Gözaltında kaybedilenler için İzmir, Batman ve Diyarbakır'da yapılan açıklamalarda, sorumlular yargılanana kadar mücadelenin süreceği vurgulandı. 

İzmir, Diyarbakır ve Batman'da gözaltında kaybedilenlerin akıbeti soruldu ve faillerin yargılanması istendi. 

İZMİR
İnsan Hakları Derneği (İHD) İzmir Şubesi Gözaltında Kayıplara Karşı Komisyon, Konak eski Sümerbank'ta yaptığı açıklamada kaybedilen Hüsamettin Yaman'ın akıbetini sordu. Üzerinde gözaltında kaybedilenlerin fotoğraflarının yer aldığı "Kayıplar vicdanındar sahip çık" ve "Kayıplar belli failler nerede" yazılı pankartların açıldığı eylemin metnini Ali Aydın okudu.

Üniversite öğrencisi Hüsamettin Yaman'ın 2 Mayıs 1992 cumartesi günü evden çıktığını, 4 Mayıs pazartesi günü Ağabeyi Feyyaz Yaman'ı iş yeri telefonundan arayan bir kişinin "Hüsamettin, Soner Gül ile birlikte Fındıkzade'de gözaltına alındı. Hayatlarından endişe ediyoruz.

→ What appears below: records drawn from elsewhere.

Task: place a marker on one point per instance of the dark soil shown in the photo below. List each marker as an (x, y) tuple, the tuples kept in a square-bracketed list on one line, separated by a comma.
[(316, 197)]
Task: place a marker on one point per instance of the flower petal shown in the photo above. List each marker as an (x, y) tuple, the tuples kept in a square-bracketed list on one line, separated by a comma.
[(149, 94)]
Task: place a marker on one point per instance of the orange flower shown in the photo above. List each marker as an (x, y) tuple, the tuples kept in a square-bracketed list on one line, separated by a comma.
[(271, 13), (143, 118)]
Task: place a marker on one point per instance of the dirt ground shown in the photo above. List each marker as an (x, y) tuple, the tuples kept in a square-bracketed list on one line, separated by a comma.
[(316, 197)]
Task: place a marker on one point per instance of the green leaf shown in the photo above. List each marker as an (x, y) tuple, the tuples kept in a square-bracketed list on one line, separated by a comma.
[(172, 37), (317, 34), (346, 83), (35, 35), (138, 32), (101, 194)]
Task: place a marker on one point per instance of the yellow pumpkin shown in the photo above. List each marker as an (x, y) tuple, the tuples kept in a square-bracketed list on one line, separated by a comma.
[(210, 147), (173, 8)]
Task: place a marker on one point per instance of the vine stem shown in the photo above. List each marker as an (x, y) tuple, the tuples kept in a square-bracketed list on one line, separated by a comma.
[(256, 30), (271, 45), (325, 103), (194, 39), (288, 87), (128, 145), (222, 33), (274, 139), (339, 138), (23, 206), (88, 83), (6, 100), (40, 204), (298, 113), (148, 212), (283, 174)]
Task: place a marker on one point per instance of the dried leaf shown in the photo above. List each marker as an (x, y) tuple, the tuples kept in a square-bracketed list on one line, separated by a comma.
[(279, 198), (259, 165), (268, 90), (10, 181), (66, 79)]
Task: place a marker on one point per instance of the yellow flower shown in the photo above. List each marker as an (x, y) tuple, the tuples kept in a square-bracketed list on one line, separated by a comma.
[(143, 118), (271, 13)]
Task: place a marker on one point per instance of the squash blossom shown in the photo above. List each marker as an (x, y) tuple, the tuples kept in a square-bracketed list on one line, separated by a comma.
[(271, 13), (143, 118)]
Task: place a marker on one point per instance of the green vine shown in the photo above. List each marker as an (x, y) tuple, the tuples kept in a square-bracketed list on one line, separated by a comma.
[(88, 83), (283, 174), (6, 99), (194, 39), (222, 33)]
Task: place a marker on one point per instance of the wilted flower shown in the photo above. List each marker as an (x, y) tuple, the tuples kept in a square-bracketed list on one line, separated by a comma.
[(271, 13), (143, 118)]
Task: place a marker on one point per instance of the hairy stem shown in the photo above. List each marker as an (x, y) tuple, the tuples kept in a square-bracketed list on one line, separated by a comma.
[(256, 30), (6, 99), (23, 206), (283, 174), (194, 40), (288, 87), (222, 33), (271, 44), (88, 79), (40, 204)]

Bir an önce emniyete başvurun" dediğini aktaran Aydın, yürütülen mücadelelere rağmen yetkililerin Yaman'ın gözaltında olduğunu kabul etmediğini kaydetti. 

19 Aralık 2011 tarihinde özel harekat polisi Ayhan Çarkın'ın infazlar ve kayıplarla ilgili yayınlanan itiraflarını hatırlatan Aydın, Ayhan Çarkın'ın ifadeleri üzerine soruşturmanın canlandırılması gerekirken dosya zaman aşımına sürüklendi. Kayıp dosyalarındaki failleri cezasız bırakma ve gerçekleri karartma geleneği devam etti. Bir kere daha sesleniyoruz: insanlığa karşı işlenen suçlarda zaman aşımı olmaz. Hüsamettin Yaman ve Soner Gül dosyasındaki cezasızlığı sonlandırmak Türkiye Cumhuriyeti Devleti'nin anayasal görevidir. Ayrıca imzalamış̧ bulunduğu uluslararası sözleşmelere göre de yasal zorunluluğudur. Kaç yıl geçerse geçsin Hüsamettin Yaman, Soner Gül ve tüm kayıplarımız için adalet istemekten vazgeçmeyeceğiz, Kaybedenler bir gün mutlaka yargılanacaklar, yargılanmadan ölseler bile tarih onları nefretle anacaktır" dedi. 

BATMAN
Batman'da ise kayıp yakınları ve İHD Batman Şubesi, 529'uncu eylemi gerçekleştirdi. Dernek binasındaki eylemde, kayıpların fotoğrafları taşındı. İHD Şube Yöneticisi Hüseyin Elçi, Diyarbakır'ın Bismil ilçesinde 21 Ağustos 1994 tarihinde tren istasyonunda gözaltına alındıktan sonra ailesine cenazesi verilen Cavit Özalp'ın faillerinin bulunup yargılanmasını istedi. 
 
Açıklama oturma eylemi ile son buldu.

DİYARBAKIR
İnsan Hakları Derneği (İHD) Diyarbakır Şubesi ve kayıp yakınları, "Kayıplar bulunsun, failler yargılansın" talebiyle 692'inci haftada Koşuyolu Parkı'ndaki Yaşam Hakkı Anıtı önünde bir araya geldi.  Kayıpların fotoğraflarının taşındığı eyleme, kayıp yakınları, İHD ve sivil toplum örgütleri temsilcileri katıldı. 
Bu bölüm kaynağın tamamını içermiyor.